Cuestión distinta es la de las consecuencias que la Dirección General ha querido, hasta ahora, extraer del incumplimiento, por ella constatado y evidenciado, de los requisitos formales y procedimentales impuestos por la ley 24/01 a la calificación (o de incumplimientos más sustantivos como el olvido, reiterado por algún registrador, de la fuerza vinculante de las resoluciones) ya que, en la mayoría de los casos, nuestra Dirección ha preferido actuar más que como superior jerárquico como progenitor benévolo y, pasando a tratar del fondo del asunto por justificadas razones de economía procesal, se limita a constatar el incumplimiento, a propinar un tirón de orejas, más o menos cariñoso, más o menos severo, al infractor, y, en algunos casos, a formular, como dice JUAN ROMERO-GIRON, veladas advertencias, a veces no tan veladas, como la referencia al expediente disciplinario.

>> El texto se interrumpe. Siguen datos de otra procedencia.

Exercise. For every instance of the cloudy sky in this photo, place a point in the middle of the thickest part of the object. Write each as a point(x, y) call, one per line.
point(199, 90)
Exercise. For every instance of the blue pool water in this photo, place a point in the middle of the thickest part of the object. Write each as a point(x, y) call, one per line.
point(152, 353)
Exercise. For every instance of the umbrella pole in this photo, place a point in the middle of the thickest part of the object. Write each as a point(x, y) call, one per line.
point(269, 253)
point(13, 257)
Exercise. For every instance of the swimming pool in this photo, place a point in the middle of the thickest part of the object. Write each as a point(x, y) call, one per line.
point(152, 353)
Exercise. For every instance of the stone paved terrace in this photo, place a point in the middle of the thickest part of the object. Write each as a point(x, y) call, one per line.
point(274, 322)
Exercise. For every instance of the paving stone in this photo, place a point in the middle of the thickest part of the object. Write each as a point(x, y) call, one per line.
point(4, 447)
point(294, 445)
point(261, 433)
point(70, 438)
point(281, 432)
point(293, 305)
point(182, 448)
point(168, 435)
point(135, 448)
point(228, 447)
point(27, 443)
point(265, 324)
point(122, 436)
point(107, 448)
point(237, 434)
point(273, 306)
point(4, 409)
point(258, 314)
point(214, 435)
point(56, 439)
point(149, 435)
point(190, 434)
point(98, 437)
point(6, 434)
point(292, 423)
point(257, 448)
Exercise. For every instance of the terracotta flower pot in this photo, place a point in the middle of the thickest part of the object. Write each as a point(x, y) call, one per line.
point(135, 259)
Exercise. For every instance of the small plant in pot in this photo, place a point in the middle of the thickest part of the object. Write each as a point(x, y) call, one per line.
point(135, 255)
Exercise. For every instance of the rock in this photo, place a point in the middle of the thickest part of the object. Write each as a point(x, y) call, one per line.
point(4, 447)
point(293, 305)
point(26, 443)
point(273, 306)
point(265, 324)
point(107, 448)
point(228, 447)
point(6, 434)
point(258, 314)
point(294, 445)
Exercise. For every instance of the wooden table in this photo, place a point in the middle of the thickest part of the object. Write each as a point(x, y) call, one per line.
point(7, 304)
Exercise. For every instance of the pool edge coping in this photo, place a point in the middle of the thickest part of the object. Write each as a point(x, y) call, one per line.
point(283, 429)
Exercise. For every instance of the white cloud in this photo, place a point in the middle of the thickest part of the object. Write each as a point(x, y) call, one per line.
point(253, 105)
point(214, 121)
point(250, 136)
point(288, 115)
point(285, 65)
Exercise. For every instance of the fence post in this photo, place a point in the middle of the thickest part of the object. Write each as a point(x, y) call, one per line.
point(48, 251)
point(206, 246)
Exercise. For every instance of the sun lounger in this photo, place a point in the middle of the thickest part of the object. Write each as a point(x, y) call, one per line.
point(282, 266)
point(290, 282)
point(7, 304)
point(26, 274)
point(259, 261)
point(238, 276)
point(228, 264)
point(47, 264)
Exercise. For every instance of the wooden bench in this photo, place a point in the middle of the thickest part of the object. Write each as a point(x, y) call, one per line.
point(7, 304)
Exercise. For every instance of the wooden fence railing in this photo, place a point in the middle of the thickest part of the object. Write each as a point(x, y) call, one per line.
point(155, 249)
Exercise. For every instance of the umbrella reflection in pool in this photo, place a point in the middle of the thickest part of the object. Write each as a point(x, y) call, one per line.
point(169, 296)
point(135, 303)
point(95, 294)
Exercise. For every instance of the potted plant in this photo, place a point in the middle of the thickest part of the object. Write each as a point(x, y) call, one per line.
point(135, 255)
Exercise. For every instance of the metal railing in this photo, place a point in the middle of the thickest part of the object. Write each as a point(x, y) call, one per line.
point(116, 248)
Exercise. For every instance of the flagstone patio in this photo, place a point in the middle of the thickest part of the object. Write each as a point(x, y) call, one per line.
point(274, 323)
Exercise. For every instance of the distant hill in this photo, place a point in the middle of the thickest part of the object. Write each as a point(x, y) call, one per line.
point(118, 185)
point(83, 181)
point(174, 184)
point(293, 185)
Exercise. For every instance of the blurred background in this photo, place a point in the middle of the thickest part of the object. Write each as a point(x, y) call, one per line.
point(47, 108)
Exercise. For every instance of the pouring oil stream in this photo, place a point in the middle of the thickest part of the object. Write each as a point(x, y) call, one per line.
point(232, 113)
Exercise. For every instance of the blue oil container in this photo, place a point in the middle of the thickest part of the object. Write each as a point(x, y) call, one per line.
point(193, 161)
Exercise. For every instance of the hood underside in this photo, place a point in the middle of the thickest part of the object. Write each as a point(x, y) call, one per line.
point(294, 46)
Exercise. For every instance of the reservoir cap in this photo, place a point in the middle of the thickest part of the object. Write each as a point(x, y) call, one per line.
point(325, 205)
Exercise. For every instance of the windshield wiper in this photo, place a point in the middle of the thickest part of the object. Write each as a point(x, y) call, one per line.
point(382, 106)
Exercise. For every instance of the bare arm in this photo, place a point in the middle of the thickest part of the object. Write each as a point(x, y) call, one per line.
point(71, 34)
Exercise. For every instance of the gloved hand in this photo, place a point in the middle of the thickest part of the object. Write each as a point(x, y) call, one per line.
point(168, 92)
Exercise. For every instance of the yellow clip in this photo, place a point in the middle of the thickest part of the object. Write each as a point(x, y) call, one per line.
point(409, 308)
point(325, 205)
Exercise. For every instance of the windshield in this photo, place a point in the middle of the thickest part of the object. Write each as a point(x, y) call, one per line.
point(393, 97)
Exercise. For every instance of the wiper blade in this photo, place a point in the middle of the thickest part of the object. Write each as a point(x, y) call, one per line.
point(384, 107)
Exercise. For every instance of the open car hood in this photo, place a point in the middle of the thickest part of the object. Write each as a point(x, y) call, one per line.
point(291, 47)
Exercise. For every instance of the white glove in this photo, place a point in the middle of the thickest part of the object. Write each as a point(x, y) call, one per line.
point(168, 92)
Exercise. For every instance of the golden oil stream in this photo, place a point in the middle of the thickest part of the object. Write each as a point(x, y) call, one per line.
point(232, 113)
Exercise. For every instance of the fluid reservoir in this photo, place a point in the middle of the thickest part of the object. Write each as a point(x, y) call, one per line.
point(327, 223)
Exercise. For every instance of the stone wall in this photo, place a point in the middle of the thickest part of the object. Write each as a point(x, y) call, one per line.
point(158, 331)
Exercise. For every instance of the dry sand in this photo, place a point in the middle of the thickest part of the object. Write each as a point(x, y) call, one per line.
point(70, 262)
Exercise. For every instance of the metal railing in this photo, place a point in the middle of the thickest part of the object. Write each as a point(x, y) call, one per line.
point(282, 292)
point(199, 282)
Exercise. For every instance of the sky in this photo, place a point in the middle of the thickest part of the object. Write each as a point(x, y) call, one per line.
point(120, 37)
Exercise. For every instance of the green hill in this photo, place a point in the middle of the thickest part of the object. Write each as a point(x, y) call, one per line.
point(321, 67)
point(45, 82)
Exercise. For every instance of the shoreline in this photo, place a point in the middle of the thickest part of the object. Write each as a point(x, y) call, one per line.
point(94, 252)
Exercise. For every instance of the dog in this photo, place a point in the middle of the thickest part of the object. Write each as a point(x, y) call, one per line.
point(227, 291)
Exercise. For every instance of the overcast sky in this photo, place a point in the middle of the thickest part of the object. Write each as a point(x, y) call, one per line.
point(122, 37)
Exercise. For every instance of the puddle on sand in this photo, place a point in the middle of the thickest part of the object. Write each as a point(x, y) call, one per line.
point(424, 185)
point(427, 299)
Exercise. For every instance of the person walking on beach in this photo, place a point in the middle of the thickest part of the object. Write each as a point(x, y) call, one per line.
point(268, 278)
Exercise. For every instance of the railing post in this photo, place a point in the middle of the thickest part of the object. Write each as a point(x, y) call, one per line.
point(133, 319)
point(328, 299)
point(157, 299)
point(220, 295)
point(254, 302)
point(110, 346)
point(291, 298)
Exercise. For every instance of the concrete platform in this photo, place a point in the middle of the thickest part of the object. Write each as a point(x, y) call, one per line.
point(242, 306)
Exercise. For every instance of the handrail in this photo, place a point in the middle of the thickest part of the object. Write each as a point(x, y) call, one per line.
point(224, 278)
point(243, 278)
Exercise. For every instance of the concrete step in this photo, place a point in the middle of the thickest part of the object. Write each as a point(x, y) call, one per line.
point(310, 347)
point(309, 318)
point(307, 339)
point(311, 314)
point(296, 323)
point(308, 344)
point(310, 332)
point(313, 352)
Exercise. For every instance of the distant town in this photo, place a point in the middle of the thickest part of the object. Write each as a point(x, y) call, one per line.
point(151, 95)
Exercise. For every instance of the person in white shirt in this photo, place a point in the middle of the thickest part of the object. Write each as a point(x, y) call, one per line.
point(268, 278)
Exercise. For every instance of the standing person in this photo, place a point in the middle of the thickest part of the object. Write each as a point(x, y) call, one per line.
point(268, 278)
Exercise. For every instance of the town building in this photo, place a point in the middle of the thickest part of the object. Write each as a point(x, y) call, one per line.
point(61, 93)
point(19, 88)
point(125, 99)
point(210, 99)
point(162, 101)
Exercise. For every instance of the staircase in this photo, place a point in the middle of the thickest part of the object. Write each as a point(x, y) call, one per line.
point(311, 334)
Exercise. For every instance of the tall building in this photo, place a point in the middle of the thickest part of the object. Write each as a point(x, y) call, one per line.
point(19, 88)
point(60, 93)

Nos encontramos así con una situación en la que el acatamiento de unas normas, dictadas para proteger y garantizar los derechos de los ciudadanos, en concreto de los usuarios del sistema cautelar, no es algo seguro y previsible sino que depende única y exclusivamente de la buena voluntad de quienes, en tanto garantes de la legalidad, deberían ser los primeros disciplinados cumplidores, y su inobservancia, incluso cuando es pública y expresamente constatada por el superior jerárquico, no origina más que una admonición, una advertencia de posible castigo. ¿Es un exceso de fantasía encontrar alguna semejanza con el paradójico ejército al que hacía referencia al principio de estas líneas?
Por último, permítaseme realizar un ejercicio de fabulación. Imaginemos por un momento que las calificaciones negativas, tal y como hoy en día se nos presentan y sin tocar ni una coma, no fuesen obra de un registrador sino de un notario, y que tales documentos notariales fuesen susceptibles de inscripción. Imaginemos, en definitiva, que tales calificaciones debiesen ser objeto de un control, o sea de una calificación registral, ni más ni menos riguroso que el que hoy en día reciben las escrituras públicas. ¿Cuántas de esas calificaciones superarían el control? ¿Cuántas recibirían el visto bueno sin ninguna tacha o salvedad? ¿Cuántas serían rechazadas por defectos de forma, procedimiento o notificación? ¿Cuántas en suma, sería rechazadas por no cumplir la ley 24/2001? Acúseme otra vez de exceso de fantasía, pero sinceramente creo que una inmensa mayoría serían despachadas, y devueltas a su autor, con una argumentación muy similar al título de este artículo: “MOTIVACIÓN INSUFICIENTE (LEY 24/01): COMPLÉTESE.”